It's great to hear these core values are baked into their culture. I remember
recently reading they were running Github pages on something like a pair of
dedicated servers lol. Hats off, Github rocks.

Our team recently started using Jira for issues instead of Github ones. I have
to say, if Github offered a $1 more per repo cost for better issue/wiki tier,
I'd rather use that in a second.

------
x404
My favorite quote: "GitHub’s largely officeless workplace — about 60 percent
of its employees work remotely, using a powerful homemade chatbot, called
Hubot, to collaborate." It's really cool to work wherever you like without
lose the team's efficient.

------
shiny
> A month ago I was working from a cabin in the woods in Wisconsin.
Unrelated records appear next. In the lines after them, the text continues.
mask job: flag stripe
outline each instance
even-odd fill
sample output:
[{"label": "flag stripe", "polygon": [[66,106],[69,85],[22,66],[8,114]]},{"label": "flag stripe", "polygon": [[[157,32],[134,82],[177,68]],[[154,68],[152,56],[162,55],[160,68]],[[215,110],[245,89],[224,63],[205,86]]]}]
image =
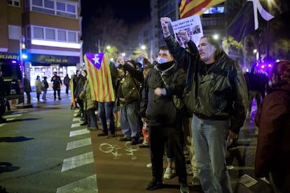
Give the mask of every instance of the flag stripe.
[{"label": "flag stripe", "polygon": [[180,17],[184,18],[195,14],[201,15],[209,8],[224,2],[225,0],[182,0]]},{"label": "flag stripe", "polygon": [[[97,54],[85,54],[84,61],[85,67],[88,71],[89,84],[91,89],[92,99],[99,102],[111,102],[115,101],[115,92],[111,81],[111,70],[109,68],[109,60],[106,55],[103,55],[101,59],[101,65],[95,66],[92,62],[96,61],[90,59],[88,57],[95,56],[96,60],[101,56]],[[96,57],[97,56],[97,57]],[[99,64],[98,63],[97,64]]]}]

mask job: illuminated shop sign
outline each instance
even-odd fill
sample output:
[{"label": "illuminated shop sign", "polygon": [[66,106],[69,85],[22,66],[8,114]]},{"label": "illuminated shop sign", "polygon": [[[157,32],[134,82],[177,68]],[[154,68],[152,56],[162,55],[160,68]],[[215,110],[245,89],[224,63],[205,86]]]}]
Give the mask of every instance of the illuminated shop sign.
[{"label": "illuminated shop sign", "polygon": [[11,53],[0,53],[0,58],[14,59],[18,59],[19,56],[15,54]]},{"label": "illuminated shop sign", "polygon": [[63,63],[64,64],[77,64],[80,62],[79,57],[73,56],[55,56],[55,55],[30,55],[30,60],[32,62],[41,63]]}]

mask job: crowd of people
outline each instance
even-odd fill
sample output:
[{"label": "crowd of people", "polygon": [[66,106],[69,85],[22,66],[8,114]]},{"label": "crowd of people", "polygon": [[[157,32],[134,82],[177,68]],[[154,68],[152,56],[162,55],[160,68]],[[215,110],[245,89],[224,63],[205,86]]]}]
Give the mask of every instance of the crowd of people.
[{"label": "crowd of people", "polygon": [[[231,145],[237,147],[240,130],[251,117],[255,99],[258,128],[255,175],[269,179],[275,192],[290,192],[286,156],[290,153],[290,62],[276,62],[270,79],[254,66],[243,73],[210,36],[202,37],[196,46],[186,31],[180,31],[178,36],[187,46],[181,47],[170,34],[170,22],[169,17],[160,18],[165,45],[152,64],[145,58],[141,68],[139,62],[125,61],[122,56],[116,64],[110,63],[116,101],[92,99],[85,69],[77,71],[71,78],[65,77],[66,93],[71,89],[71,108],[79,109],[76,117],[83,121],[81,125],[97,130],[99,120],[99,136],[114,138],[120,127],[119,141],[149,148],[152,180],[146,185],[147,190],[162,188],[163,179],[173,176],[174,167],[181,192],[189,192],[184,154],[189,143],[192,184],[200,185],[205,192],[233,192],[226,167],[227,144],[233,141]],[[38,76],[36,80],[39,101],[41,91],[46,99],[46,79],[41,82]],[[62,81],[56,73],[51,82],[54,99],[61,100]],[[25,78],[24,83],[28,103],[31,87]],[[183,98],[186,107],[177,108],[173,96]],[[191,127],[186,127],[189,120]]]}]

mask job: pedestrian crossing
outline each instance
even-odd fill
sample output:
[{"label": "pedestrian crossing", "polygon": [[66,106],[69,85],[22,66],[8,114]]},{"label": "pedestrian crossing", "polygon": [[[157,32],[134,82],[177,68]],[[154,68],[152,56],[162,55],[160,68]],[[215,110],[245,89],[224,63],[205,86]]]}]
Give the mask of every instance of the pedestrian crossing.
[{"label": "pedestrian crossing", "polygon": [[[76,110],[75,113],[78,110]],[[76,113],[75,113],[76,115]],[[76,139],[69,141],[67,145],[67,151],[88,147],[92,145],[90,131],[87,129],[82,129],[81,127],[80,118],[74,117],[73,122],[71,125],[71,131],[69,131],[69,138],[74,139],[80,137],[83,138]],[[89,136],[89,137],[88,137]],[[69,170],[78,169],[78,168],[87,165],[94,164],[94,155],[92,151],[87,152],[80,155],[76,155],[73,157],[65,158],[62,162],[62,167],[61,172],[67,172]],[[94,164],[95,166],[95,164]],[[83,179],[72,182],[69,184],[63,185],[57,189],[57,193],[64,192],[98,192],[97,184],[97,175],[95,171],[92,172],[92,175],[89,176]]]}]

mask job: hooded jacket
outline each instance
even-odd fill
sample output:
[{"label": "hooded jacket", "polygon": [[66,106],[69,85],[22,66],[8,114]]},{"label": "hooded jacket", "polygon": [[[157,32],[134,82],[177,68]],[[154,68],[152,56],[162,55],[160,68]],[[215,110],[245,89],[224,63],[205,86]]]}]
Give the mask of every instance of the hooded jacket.
[{"label": "hooded jacket", "polygon": [[[167,86],[163,83],[160,74]],[[174,106],[172,95],[182,96],[185,79],[185,72],[178,68],[174,62],[156,64],[148,73],[140,105],[141,117],[146,118],[148,126],[176,126],[181,113]],[[157,87],[165,88],[166,95],[155,94],[154,90]]]},{"label": "hooded jacket", "polygon": [[[187,71],[184,95],[188,99],[187,108],[202,119],[230,119],[229,129],[238,134],[248,104],[247,84],[240,68],[221,51],[207,70],[197,49],[187,52],[172,36],[165,41],[177,63]],[[192,41],[188,43],[190,48],[196,48]]]},{"label": "hooded jacket", "polygon": [[258,108],[258,127],[255,176],[269,172],[290,173],[290,85],[277,84]]}]

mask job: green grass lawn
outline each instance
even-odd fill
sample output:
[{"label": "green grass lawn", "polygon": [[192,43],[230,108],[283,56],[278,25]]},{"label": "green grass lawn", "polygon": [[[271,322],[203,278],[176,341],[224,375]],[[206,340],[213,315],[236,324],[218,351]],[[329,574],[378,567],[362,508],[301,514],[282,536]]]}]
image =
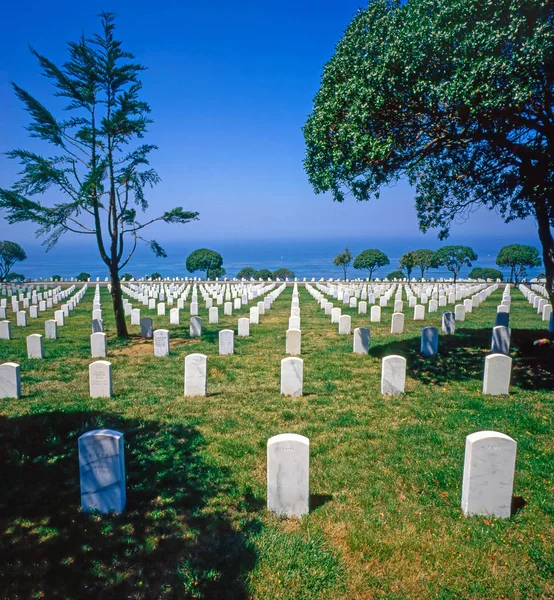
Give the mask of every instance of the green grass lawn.
[{"label": "green grass lawn", "polygon": [[[93,291],[44,341],[44,360],[26,358],[25,336],[43,333],[53,309],[27,328],[12,322],[14,339],[0,341],[0,362],[21,365],[23,393],[0,400],[1,598],[554,597],[554,351],[533,346],[545,324],[518,290],[511,393],[490,397],[481,385],[502,288],[424,359],[421,327],[440,328],[443,309],[414,322],[405,302],[405,332],[391,336],[391,306],[369,323],[341,305],[352,328],[371,328],[370,354],[358,356],[301,287],[304,396],[290,398],[279,377],[291,287],[249,338],[235,337],[232,356],[218,356],[217,333],[236,331],[249,307],[232,317],[220,307],[209,325],[200,302],[202,339],[189,338],[188,302],[179,326],[170,307],[165,317],[141,307],[171,332],[164,358],[138,326],[115,338],[103,288],[114,397],[92,400]],[[205,398],[183,396],[191,352],[208,355]],[[407,358],[400,396],[380,395],[388,354]],[[125,434],[119,516],[80,512],[77,438],[103,427]],[[465,437],[487,429],[518,443],[520,509],[507,520],[460,512]],[[279,433],[310,439],[302,520],[265,509],[266,443]]]}]

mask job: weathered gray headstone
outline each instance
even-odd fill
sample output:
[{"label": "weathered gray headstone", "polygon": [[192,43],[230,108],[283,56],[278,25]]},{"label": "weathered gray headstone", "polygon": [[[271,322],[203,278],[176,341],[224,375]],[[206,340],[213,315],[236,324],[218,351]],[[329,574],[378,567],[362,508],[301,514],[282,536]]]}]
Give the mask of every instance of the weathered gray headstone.
[{"label": "weathered gray headstone", "polygon": [[510,328],[504,325],[493,327],[491,341],[492,354],[510,354],[510,333]]},{"label": "weathered gray headstone", "polygon": [[500,396],[510,391],[512,359],[506,354],[489,354],[485,358],[483,394]]},{"label": "weathered gray headstone", "polygon": [[453,334],[456,332],[456,316],[454,313],[442,313],[442,332]]},{"label": "weathered gray headstone", "polygon": [[356,327],[354,329],[354,354],[367,354],[369,352],[369,328]]},{"label": "weathered gray headstone", "polygon": [[97,360],[88,367],[89,390],[91,398],[111,398],[112,363],[107,360]]},{"label": "weathered gray headstone", "polygon": [[108,356],[108,336],[101,331],[90,336],[90,354],[92,358],[106,358]]},{"label": "weathered gray headstone", "polygon": [[44,345],[40,333],[27,336],[27,358],[44,358]]},{"label": "weathered gray headstone", "polygon": [[222,329],[219,332],[219,354],[227,355],[235,352],[235,332],[232,329]]},{"label": "weathered gray headstone", "polygon": [[79,438],[81,508],[84,512],[121,513],[125,509],[123,434],[88,431]]},{"label": "weathered gray headstone", "polygon": [[190,337],[200,337],[202,335],[202,318],[191,317],[189,327]]},{"label": "weathered gray headstone", "polygon": [[281,394],[302,396],[304,361],[301,358],[283,358],[281,361]]},{"label": "weathered gray headstone", "polygon": [[435,356],[439,352],[439,330],[436,327],[424,327],[421,330],[421,354]]},{"label": "weathered gray headstone", "polygon": [[250,319],[241,317],[238,322],[238,329],[239,337],[248,337],[250,335]]},{"label": "weathered gray headstone", "polygon": [[189,354],[185,357],[185,396],[205,396],[208,357]]},{"label": "weathered gray headstone", "polygon": [[517,443],[497,431],[466,438],[462,512],[506,519],[511,515]]},{"label": "weathered gray headstone", "polygon": [[406,384],[406,359],[385,356],[381,365],[381,394],[403,394]]},{"label": "weathered gray headstone", "polygon": [[21,398],[21,370],[17,363],[0,365],[0,398]]},{"label": "weathered gray headstone", "polygon": [[310,441],[295,433],[267,441],[267,508],[285,517],[310,509]]},{"label": "weathered gray headstone", "polygon": [[302,354],[302,332],[300,329],[289,329],[286,339],[286,353],[299,356]]}]

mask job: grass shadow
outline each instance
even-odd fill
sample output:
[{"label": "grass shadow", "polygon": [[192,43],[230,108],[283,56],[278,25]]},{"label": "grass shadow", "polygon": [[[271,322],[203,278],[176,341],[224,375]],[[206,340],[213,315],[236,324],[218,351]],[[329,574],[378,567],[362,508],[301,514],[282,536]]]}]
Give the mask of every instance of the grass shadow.
[{"label": "grass shadow", "polygon": [[[121,515],[80,511],[77,438],[103,427],[125,435]],[[195,428],[101,412],[2,418],[0,467],[0,597],[247,597],[260,522],[248,499],[218,508],[218,494],[237,494]]]}]

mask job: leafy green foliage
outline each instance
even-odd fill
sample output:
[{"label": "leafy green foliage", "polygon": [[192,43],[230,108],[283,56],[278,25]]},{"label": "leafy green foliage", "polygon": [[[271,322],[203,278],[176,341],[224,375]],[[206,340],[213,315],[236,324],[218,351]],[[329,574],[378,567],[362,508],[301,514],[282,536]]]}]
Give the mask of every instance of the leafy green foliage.
[{"label": "leafy green foliage", "polygon": [[519,278],[525,277],[526,267],[540,267],[541,260],[535,247],[511,244],[500,249],[496,264],[499,267],[509,267],[510,281],[514,280],[517,285]]},{"label": "leafy green foliage", "polygon": [[389,264],[389,257],[381,250],[363,250],[354,259],[354,268],[367,269],[370,279],[373,277],[373,271]]},{"label": "leafy green foliage", "polygon": [[469,246],[443,246],[435,252],[433,266],[450,271],[455,283],[462,267],[471,267],[472,260],[477,260],[477,254]]},{"label": "leafy green foliage", "polygon": [[504,275],[502,275],[501,271],[499,271],[498,269],[491,269],[488,267],[475,267],[471,269],[468,277],[470,279],[492,279],[493,281],[496,281],[497,279],[500,279],[500,281],[502,281],[504,279]]},{"label": "leafy green foliage", "polygon": [[256,278],[258,271],[253,269],[252,267],[243,267],[237,273],[237,279],[250,279],[252,277]]},{"label": "leafy green foliage", "polygon": [[421,230],[476,208],[533,216],[554,303],[554,3],[372,0],[325,65],[304,126],[316,193],[415,186]]},{"label": "leafy green foliage", "polygon": [[415,266],[421,269],[421,279],[425,277],[425,271],[428,271],[433,266],[433,257],[435,253],[433,250],[427,250],[425,248],[416,250],[415,254]]},{"label": "leafy green foliage", "polygon": [[273,279],[294,279],[294,273],[290,269],[277,269],[273,271]]},{"label": "leafy green foliage", "polygon": [[222,278],[225,277],[225,274],[227,273],[227,271],[225,271],[225,269],[223,267],[210,267],[207,271],[206,271],[206,277],[207,279],[216,279],[216,278]]},{"label": "leafy green foliage", "polygon": [[5,281],[16,262],[25,260],[25,250],[16,242],[4,240],[0,242],[0,281]]},{"label": "leafy green foliage", "polygon": [[[150,107],[140,99],[145,67],[114,37],[114,15],[103,12],[100,19],[100,33],[68,44],[69,60],[61,67],[32,50],[54,95],[66,101],[63,117],[13,85],[29,114],[30,136],[49,144],[52,152],[8,152],[22,170],[11,188],[0,189],[0,208],[7,211],[9,223],[35,223],[48,249],[68,231],[94,236],[112,279],[118,335],[126,336],[119,272],[139,241],[156,256],[167,256],[155,240],[143,237],[143,230],[156,221],[189,223],[198,213],[177,207],[139,219],[148,208],[146,191],[160,181],[149,166],[157,147],[142,142],[152,123]],[[50,191],[55,204],[34,199]]]},{"label": "leafy green foliage", "polygon": [[[215,250],[209,250],[208,248],[198,248],[187,256],[186,267],[189,273],[196,273],[196,271],[205,271],[208,279],[208,271],[210,273],[217,273],[218,269],[221,269],[223,265],[223,257],[219,252]],[[223,270],[223,274],[225,271]],[[219,277],[219,275],[213,275],[213,277]]]},{"label": "leafy green foliage", "polygon": [[269,269],[260,269],[256,273],[257,279],[263,279],[264,281],[271,279],[273,277],[273,273]]},{"label": "leafy green foliage", "polygon": [[406,278],[406,275],[402,271],[391,271],[387,275],[387,279],[389,281],[392,281],[393,279],[405,279],[405,278]]},{"label": "leafy green foliage", "polygon": [[406,275],[407,275],[408,279],[412,278],[412,271],[417,266],[417,259],[418,259],[418,256],[413,251],[406,252],[405,254],[403,254],[400,257],[400,261],[399,261],[400,266],[403,269],[406,269]]},{"label": "leafy green foliage", "polygon": [[344,278],[346,279],[346,272],[348,271],[348,267],[352,263],[352,253],[348,248],[344,249],[344,252],[339,252],[335,258],[333,259],[333,264],[336,267],[341,267],[344,272]]}]

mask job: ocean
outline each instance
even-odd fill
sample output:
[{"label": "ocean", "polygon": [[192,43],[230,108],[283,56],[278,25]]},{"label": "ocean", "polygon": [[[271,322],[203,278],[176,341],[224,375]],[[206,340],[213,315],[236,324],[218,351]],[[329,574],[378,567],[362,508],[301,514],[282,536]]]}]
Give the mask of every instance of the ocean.
[{"label": "ocean", "polygon": [[[533,241],[518,240],[519,243],[531,243]],[[46,253],[44,247],[33,240],[30,243],[21,245],[27,252],[27,260],[18,263],[14,267],[17,273],[23,273],[28,278],[48,279],[52,275],[61,275],[62,277],[74,277],[81,271],[90,273],[93,279],[100,277],[104,279],[108,276],[107,269],[100,259],[98,249],[86,240],[67,240],[62,238],[58,245],[50,252]],[[494,241],[489,238],[474,240],[449,240],[439,242],[436,238],[429,238],[422,244],[421,239],[383,239],[368,240],[367,238],[354,239],[268,239],[268,240],[172,240],[163,243],[167,258],[156,258],[154,254],[145,245],[139,246],[129,264],[123,269],[123,272],[131,273],[135,277],[143,277],[153,272],[161,273],[163,277],[191,277],[185,268],[185,262],[188,254],[196,248],[211,248],[223,256],[223,266],[227,270],[227,277],[232,278],[243,267],[251,266],[255,269],[269,269],[274,271],[281,267],[290,269],[298,278],[341,278],[342,269],[333,265],[333,258],[337,253],[342,252],[345,246],[348,246],[354,256],[366,248],[378,248],[387,254],[390,259],[390,265],[383,267],[374,273],[374,277],[385,277],[387,273],[398,268],[400,256],[408,250],[417,250],[418,248],[430,248],[432,250],[446,244],[466,244],[471,246],[479,259],[474,262],[476,267],[494,267],[496,255],[499,249],[513,242]],[[500,269],[505,275],[509,272],[506,269]],[[469,268],[462,270],[461,276],[469,273]],[[529,277],[538,275],[541,268],[531,269]],[[196,275],[200,275],[197,273]],[[367,277],[365,271],[356,271],[350,268],[348,271],[350,278]],[[419,272],[414,271],[412,276],[419,276]],[[434,269],[428,274],[428,277],[450,277],[451,274],[444,269]]]}]

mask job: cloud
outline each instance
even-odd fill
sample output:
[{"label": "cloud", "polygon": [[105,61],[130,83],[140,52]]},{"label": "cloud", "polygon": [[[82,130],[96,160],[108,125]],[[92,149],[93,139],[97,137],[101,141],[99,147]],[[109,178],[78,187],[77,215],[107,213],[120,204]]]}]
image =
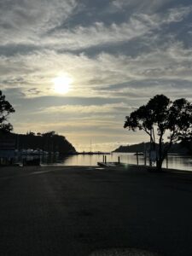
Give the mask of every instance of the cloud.
[{"label": "cloud", "polygon": [[39,36],[63,23],[77,5],[76,0],[1,1],[1,44],[41,44]]}]

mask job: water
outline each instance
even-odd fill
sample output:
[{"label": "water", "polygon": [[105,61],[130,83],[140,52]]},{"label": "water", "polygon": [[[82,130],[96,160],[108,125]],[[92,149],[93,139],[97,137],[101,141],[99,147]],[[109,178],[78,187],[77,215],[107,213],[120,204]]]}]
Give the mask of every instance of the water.
[{"label": "water", "polygon": [[[137,156],[133,153],[113,153],[107,154],[108,162],[117,162],[118,157],[120,157],[120,162],[126,164],[137,164]],[[102,154],[77,154],[69,155],[64,158],[47,158],[42,159],[42,164],[56,165],[56,166],[97,166],[97,162],[102,162],[103,156]],[[144,164],[143,155],[138,156],[139,165]],[[147,161],[148,165],[148,160]],[[166,166],[166,160],[163,163],[163,167]],[[181,155],[169,155],[168,167],[178,170],[192,171],[192,157]]]}]

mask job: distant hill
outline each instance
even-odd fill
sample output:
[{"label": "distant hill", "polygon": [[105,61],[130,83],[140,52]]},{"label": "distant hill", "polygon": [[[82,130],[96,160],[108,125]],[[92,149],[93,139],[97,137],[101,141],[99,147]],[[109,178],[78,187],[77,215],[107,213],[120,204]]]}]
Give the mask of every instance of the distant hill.
[{"label": "distant hill", "polygon": [[[191,145],[192,143],[175,143],[172,146],[169,153],[170,154],[191,154]],[[138,144],[127,145],[127,146],[120,146],[116,148],[113,152],[122,152],[122,153],[136,153],[136,152],[143,152],[144,148],[146,149],[150,148],[150,143],[142,143]]]},{"label": "distant hill", "polygon": [[15,146],[18,149],[43,149],[48,152],[58,151],[61,154],[76,154],[75,148],[66,139],[64,136],[57,135],[55,131],[46,132],[44,134],[33,132],[28,134],[9,133],[3,135],[15,140]]}]

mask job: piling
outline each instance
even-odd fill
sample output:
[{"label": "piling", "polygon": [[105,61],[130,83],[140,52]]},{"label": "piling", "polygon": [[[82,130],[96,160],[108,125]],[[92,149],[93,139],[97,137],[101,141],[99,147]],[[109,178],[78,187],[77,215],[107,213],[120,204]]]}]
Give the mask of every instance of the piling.
[{"label": "piling", "polygon": [[137,165],[138,166],[138,152],[137,151],[136,153],[136,155],[137,155]]},{"label": "piling", "polygon": [[118,156],[118,164],[119,164],[119,163],[120,163],[120,157]]}]

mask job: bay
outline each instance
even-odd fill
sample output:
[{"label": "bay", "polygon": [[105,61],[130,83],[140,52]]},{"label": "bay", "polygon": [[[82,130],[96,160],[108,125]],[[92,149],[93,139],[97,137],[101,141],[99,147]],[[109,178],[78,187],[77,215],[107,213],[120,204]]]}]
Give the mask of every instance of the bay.
[{"label": "bay", "polygon": [[[117,162],[118,157],[120,162],[125,164],[137,164],[137,156],[134,153],[113,153],[106,154],[108,162]],[[55,166],[97,166],[97,162],[103,161],[102,154],[75,154],[67,155],[65,157],[52,157],[41,159],[42,165],[55,165]],[[143,155],[138,156],[139,165],[144,165],[144,158]],[[147,160],[148,165],[148,160]],[[166,161],[163,163],[163,167],[166,167]],[[192,157],[183,155],[168,155],[168,168],[192,171]]]}]

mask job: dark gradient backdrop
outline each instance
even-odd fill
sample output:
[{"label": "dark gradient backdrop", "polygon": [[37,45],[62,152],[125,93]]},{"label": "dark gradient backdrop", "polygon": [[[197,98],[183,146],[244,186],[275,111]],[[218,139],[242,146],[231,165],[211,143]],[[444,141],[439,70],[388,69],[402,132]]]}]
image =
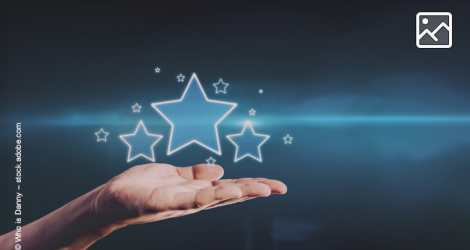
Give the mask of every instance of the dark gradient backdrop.
[{"label": "dark gradient backdrop", "polygon": [[[31,222],[146,163],[126,163],[118,138],[143,119],[164,135],[158,162],[213,156],[226,178],[280,179],[289,191],[124,228],[90,249],[470,249],[469,7],[10,1],[2,8],[0,233],[14,228],[16,122]],[[420,11],[453,14],[451,49],[416,48]],[[239,104],[220,124],[222,156],[198,146],[166,155],[170,126],[150,103],[179,98],[186,83],[176,75],[193,72],[209,98]],[[212,86],[221,77],[226,95]],[[141,114],[131,112],[135,102]],[[263,163],[233,162],[225,135],[248,118],[271,135]],[[101,127],[106,143],[96,142]],[[311,233],[296,237],[304,227]]]}]

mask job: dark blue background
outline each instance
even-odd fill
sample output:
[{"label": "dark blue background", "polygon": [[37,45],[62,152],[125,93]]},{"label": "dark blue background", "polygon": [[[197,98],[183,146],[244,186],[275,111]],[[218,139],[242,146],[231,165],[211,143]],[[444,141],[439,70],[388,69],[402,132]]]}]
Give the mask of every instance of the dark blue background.
[{"label": "dark blue background", "polygon": [[[14,228],[14,124],[23,124],[23,220],[135,164],[118,135],[138,121],[164,138],[158,162],[213,156],[225,178],[284,181],[284,196],[118,230],[90,249],[469,249],[470,21],[464,1],[10,1],[3,10],[1,232]],[[415,16],[453,14],[451,49],[418,49]],[[155,67],[161,68],[155,74]],[[166,155],[150,103],[196,72],[237,102],[222,156]],[[212,83],[230,83],[216,95]],[[258,90],[264,93],[259,94]],[[142,113],[131,105],[141,104]],[[2,105],[3,105],[2,104]],[[248,110],[257,110],[249,117]],[[263,163],[233,162],[226,134],[253,118]],[[94,132],[110,132],[97,143]],[[284,145],[282,137],[294,137]],[[277,242],[275,221],[315,225]]]}]

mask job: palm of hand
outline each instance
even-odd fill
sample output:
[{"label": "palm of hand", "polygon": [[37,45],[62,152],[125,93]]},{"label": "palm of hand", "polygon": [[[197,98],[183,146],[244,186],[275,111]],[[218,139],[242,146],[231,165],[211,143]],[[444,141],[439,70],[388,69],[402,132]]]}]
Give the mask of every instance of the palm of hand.
[{"label": "palm of hand", "polygon": [[135,166],[105,184],[95,209],[113,222],[141,224],[287,191],[275,180],[218,180],[222,175],[217,165]]}]

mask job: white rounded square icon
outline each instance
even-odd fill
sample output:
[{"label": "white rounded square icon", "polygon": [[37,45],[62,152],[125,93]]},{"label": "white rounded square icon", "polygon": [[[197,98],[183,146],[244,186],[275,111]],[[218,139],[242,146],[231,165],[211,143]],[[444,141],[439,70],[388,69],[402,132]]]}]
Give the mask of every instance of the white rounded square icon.
[{"label": "white rounded square icon", "polygon": [[416,15],[416,46],[422,49],[452,47],[452,14],[419,12]]}]

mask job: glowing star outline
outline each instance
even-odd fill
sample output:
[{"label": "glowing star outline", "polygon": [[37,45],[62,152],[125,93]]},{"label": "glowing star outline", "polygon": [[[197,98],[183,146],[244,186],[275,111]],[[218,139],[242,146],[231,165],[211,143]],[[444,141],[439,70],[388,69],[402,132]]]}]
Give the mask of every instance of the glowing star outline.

OT, but has anyone else tried this? I've often fantasized about working while
embedded in a beautiful nature setting, but I imagine it's tough to find good
internet in such a place. I'm in California ... any recommendations?

I've also thought of copying Antony Garret Lisi's 'science hostel' idea [1]
but for coders / entrepreneurs :)

[1]:
[https://en.wikipedia.org/wiki/Antony_Garrett_Lisi#Science_ho...](https://en.wikipedia.org/wiki/Antony_Garrett_Lisi#Science_hostel)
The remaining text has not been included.